Moro fronts, Malacañang strengthen peace overtures over ‘iftar’
John Unson – Philstar.com April 4, 2024 | 6:50pm Representatives of Malacañang and leaders of the Moro National Liberation Front flash the peace sign after a dialogue that preceded their `iftar’ banquet in an MNLF camp in Datu Odin Sinsuat, Maguindanao del Norte on April 2, 2024. Photo courtesy of Philstar.com / John Unson COTABATO […]
John Unson – Philstar.com
April 4, 2024 | 6:50pm
Representatives of Malacañang and leaders of the Moro National Liberation Front flash the peace sign after a dialogue that preceded their `iftar’ banquet in an MNLF camp in Datu Odin Sinsuat, Maguindanao del Norte on April 2, 2024.
Photo courtesy of Philstar.com / John Unson
COTABATO CITY — Leaders of two Moro fronts that have separate compacts with Malacañang and representatives of President Ferdinand Marcos Jr. broke bread and dined together in separate iftar banquets where they agreed to continue pushing the Mindanao peace process forward.

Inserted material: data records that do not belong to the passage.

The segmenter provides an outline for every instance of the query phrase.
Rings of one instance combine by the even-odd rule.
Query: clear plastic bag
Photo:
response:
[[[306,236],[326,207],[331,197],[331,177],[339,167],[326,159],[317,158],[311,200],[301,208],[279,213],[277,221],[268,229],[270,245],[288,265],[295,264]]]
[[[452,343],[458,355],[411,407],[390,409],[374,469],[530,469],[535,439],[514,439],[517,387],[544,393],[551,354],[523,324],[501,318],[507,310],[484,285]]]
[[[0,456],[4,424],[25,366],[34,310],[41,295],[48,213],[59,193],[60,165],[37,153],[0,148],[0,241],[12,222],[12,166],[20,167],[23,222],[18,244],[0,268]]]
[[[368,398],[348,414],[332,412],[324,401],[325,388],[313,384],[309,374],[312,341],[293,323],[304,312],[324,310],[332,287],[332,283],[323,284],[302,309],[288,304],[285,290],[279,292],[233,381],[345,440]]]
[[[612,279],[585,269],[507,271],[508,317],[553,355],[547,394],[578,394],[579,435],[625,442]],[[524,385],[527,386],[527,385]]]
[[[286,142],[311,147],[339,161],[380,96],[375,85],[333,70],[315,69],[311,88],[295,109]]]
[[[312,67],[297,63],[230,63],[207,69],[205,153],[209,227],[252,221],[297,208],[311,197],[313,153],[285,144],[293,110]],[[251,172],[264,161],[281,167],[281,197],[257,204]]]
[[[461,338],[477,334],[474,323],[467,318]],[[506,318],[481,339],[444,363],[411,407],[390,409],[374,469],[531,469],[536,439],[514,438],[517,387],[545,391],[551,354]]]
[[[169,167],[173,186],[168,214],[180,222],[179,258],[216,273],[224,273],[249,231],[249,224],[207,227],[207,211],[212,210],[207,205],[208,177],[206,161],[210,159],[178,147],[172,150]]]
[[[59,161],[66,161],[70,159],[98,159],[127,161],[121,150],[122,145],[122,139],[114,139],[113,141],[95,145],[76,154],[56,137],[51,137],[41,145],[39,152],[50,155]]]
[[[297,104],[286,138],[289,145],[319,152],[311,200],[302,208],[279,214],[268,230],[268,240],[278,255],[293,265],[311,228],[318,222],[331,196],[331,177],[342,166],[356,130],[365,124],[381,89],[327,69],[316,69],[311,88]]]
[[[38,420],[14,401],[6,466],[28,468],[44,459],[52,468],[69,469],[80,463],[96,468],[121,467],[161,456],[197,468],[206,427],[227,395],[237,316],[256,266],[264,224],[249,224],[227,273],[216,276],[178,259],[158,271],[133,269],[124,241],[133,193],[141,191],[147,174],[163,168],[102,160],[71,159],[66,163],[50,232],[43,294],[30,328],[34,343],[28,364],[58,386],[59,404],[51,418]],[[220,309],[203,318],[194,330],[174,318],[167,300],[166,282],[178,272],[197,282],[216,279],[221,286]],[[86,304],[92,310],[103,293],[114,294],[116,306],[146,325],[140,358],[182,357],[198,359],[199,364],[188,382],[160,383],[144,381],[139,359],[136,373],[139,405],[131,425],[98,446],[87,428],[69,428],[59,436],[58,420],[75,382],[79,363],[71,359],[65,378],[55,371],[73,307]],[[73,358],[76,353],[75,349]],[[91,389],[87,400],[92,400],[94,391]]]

Iftar is the first meal after a daylong fast from food and drinks during the Islamic Ramadhan season, which started on March 12 and may possibly end by the second week of April based on the lunar Hijrah calendar.
Representatives of the Moro National Liberation Front, led by the chairman of its central committee, Bangsamoro Regional Labor Minister Muslimin Sema, Presidential Adviser on Peace Reconciliation and Unity Carlito Galvez Jr. and other state officials exchanged pledges to nurture the dividends of the Sept. 2, 1996 government-MNLF peace accord during an iftar gathering in Barangay Bago Enged, Datu Odin Sinsuat town in Maguindanao del Norte on Tuesday.
“That was a very cordial gathering, something so essential to the joint peace initiatives of the MNLF and the national government,” Sema said on Thursday.
The MNLF and the Moro Islamic Liberation Front, whose figurehead, Ahod Balawag Ebrahim, is an appointed chief minister of the Bangsamoro Autonomous Region in Muslim Mindanao, are managing the now four-year BARMM government, a product of two decades of peace talks between the government and the MILF.
The MNLF also has representatives in the 80-seat interim BARMM parliament besides those at the helm of other ministries and support agencies under Ebrahim’s office.
Galvez said he was impressed by the cordiality of Sema and other MNLF officials who treated him like a family member and not an outside guest during their iftar gathering in Camp Ebrahim Sema in Barangay Bago Enged.
“I deeply felt their commitment to keep the Mindanao peace process going and their zeal to sustain the gains of the peace agreement between the government and the Moro National Liberation Front,” Galvez told reporters here on Thursday morning.
Galvez and his companions also dined together with MILF officials, led by Ebrahim, in a separate iftar engagement on Wednesday in Barangay Gambar in Kabuntalan, Maguindanao del Norte.
Peace talks between the government and the MILF began Jan. 7, 1997 and ended on March 27, 2014 with the crafting by both sides of the Comprehensive Agreement on Bangsamoro that paved the way for the replacement in 2019 via a referendum of the then 27-year Autonomous Region in Muslim Mindanao with a more empowered BARMM.
Ebrahim and two senior members of the MILF’s central committee, Abdulrauf Macacua, who is governor of Maguindanao del Norte province and BARMM Education Minister Muhaquer Iqbal, separately assured Galvez of their group’s religious compliance with its peace accord with Malacañang during the iftar event in Barangay Gambar.
“Our two separate iftar activities with leaders of the MILF and the MNLF were both very fruitful,” Galvez said.